Автор не только не скрывает, но нарочито подчеркивает сходство плана книги "За правое дело" с планом "Войны и мира". У Толстого в центре романа - семья Ростовых, у Гроссмана - семья Шапошниковых. У Толстого "за автора" говорит и размышляет Пьер Безухов, у Гроссмана - Штрум. И если семья Ростовых биографически близка Толстому, то сестры Шапошниковы - это Ольга Михайловна и ее сестры. И от толстовской мысли о дубине народной войны происходит мысль Гроссмана о том, что в роковые часы гибели Сталинграда "в крови и в раскаленном каменном тумане рождалось не рабство России, не гибель ее... Неистребимо жила и упрямо пробивалась сила советского человека".

Параллель с планом "Войны и мира" была откровенным приемом и приемом осталась. Степени сравнения с "Войной и миром" достигает не "За правое дело", а "Жизнь и судьба" - вершина творчества Гроссмана. Но и "За правое дело" - один из самых значительных романов советского периода русской литературы.

Еще до выхода "Жизни и судьбы" отдельным изданием читатель зарубежного журнала "Время и мы" мог познакомиться с главой из романа. Глава выбрана важная, сильная; предварительная статья Е. Эткинда - умная, дельная, я бы сказал - отличная. Будущие читатели будут благодарны С. Маркишу (сыну поэта) и Е. Эткинду за ту огромную, трудную работу, которую они проделали, опубликовав роман полностью. Заслуживает похвалы и предисловие Е. Эткинда к отдельному изданию, но в предпосланной роману безымянной заметке "От издательства" есть одно место, с которым никак нельзя согласиться. Автор заметки, полагая, что до "Жизни и судьбы" Гроссман был обычным, благополучным советским писателем, считает, что "За правое дело" ничуть не лучше "Белой березы" Бубеннова. Он пишет: ""За правое дело" - обыкновенный роман сталинской эпохи - в одном ряду с "Белой березой" Бубеннова и симоновскими "Днями и ночами"".

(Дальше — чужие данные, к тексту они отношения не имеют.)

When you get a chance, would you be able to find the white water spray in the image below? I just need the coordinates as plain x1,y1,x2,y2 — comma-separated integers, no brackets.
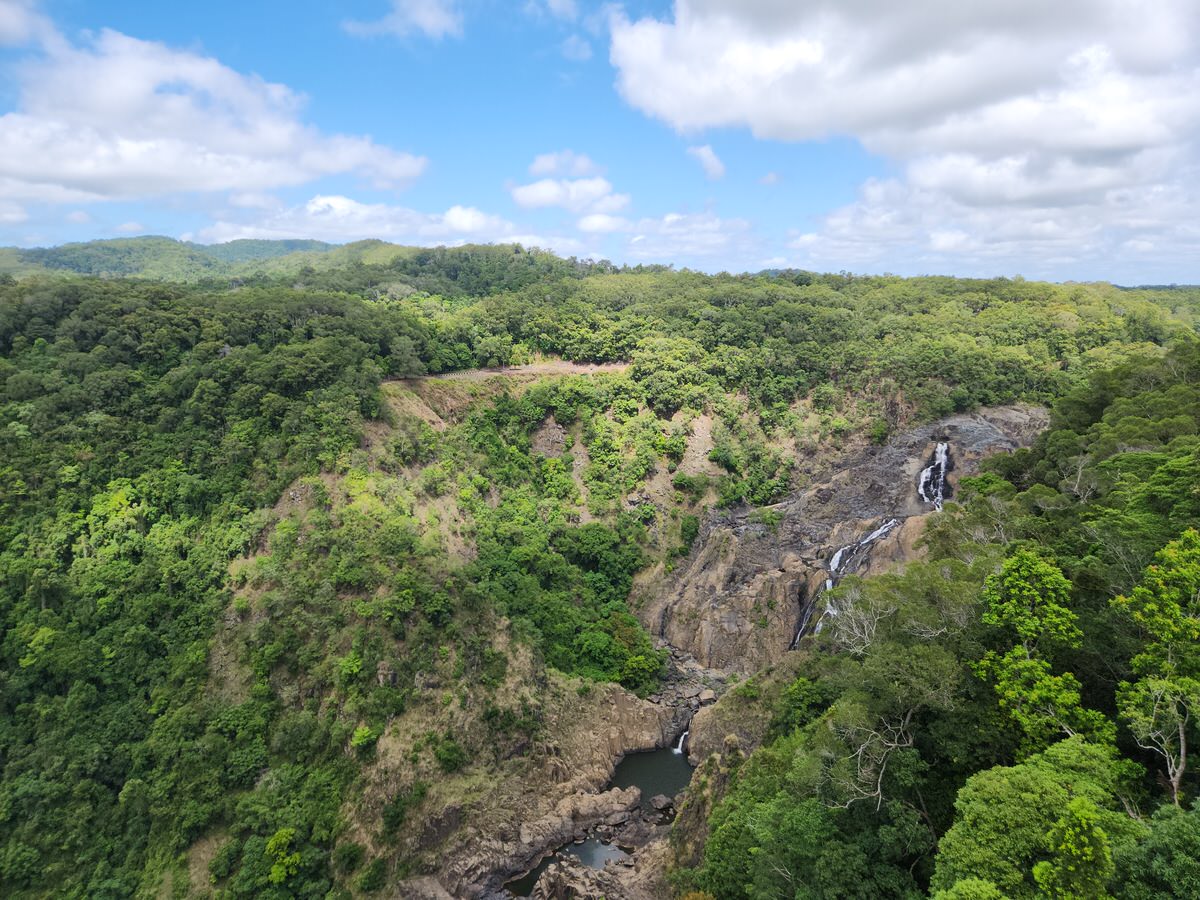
917,440,950,509
788,518,900,650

Против этого я должен, я обязан резко и доказательно возразить.

Прежде всего, Гроссман не был благополучным советским писателем. В литературе он понадобился на краткое время для войны - так же, как для нее понадобились все умные, храбрые и умелые солдаты и офицеры. Надо отдать должное и писателям - не случайно среди них так много павших на полях войны. Но из тех литераторов, кто до войны вовсю трубил о героизме, о своей боевой готовности сражаться за Родину, одни, оказавшись на фронте, заболевали медвежьей болезнью (буквально), другие сдавали свою мочу на анализ, чтобы не попасть в армию, третьи, надев военную форму, ловко отсиживались в тылу, а скромный, близорукий Гроссман, а гонимый Платонов с талантом и бесстрашием несли свою воинскую службу. Да, был жизненный взлет, но еще шла война, когда очерк Гроссмана "Украина без евреев" вызвал злобу начальства и был с большим трудом напечатан во второстепенном издании. А разгром вскоре после войны пьесы "Если верить пифагорейцам"? А мучительный, страшный, долгий путь романа "За правое дело", когда мы с Василием Семеновичем затаились у меня на даче в Ильинском и каждый ночной порыв ветра, стук ставен, шаги в безлюдной улице пугали: "Они пришли". Да и само "За правое дело" с его реалистическими портретами простых людей, крестьян, рабочих, измученных женщин, с горькой правдой советской обыденной жизни, с гениальным описанием Гитлера, и пожара в Сталинграде, и гибели батальона Филяшкина, и встречи майора Березкина с женой, - нет, это не обыкновенный роман. Как можно было его уподобить плоским, ныне забытым "Дням и ночам" или "Белой березе"? И разве на обыкновенный советский роман обрушился бы столь тяжелый удар, который чуть не уничтожил и "За правое дело", и самого автора?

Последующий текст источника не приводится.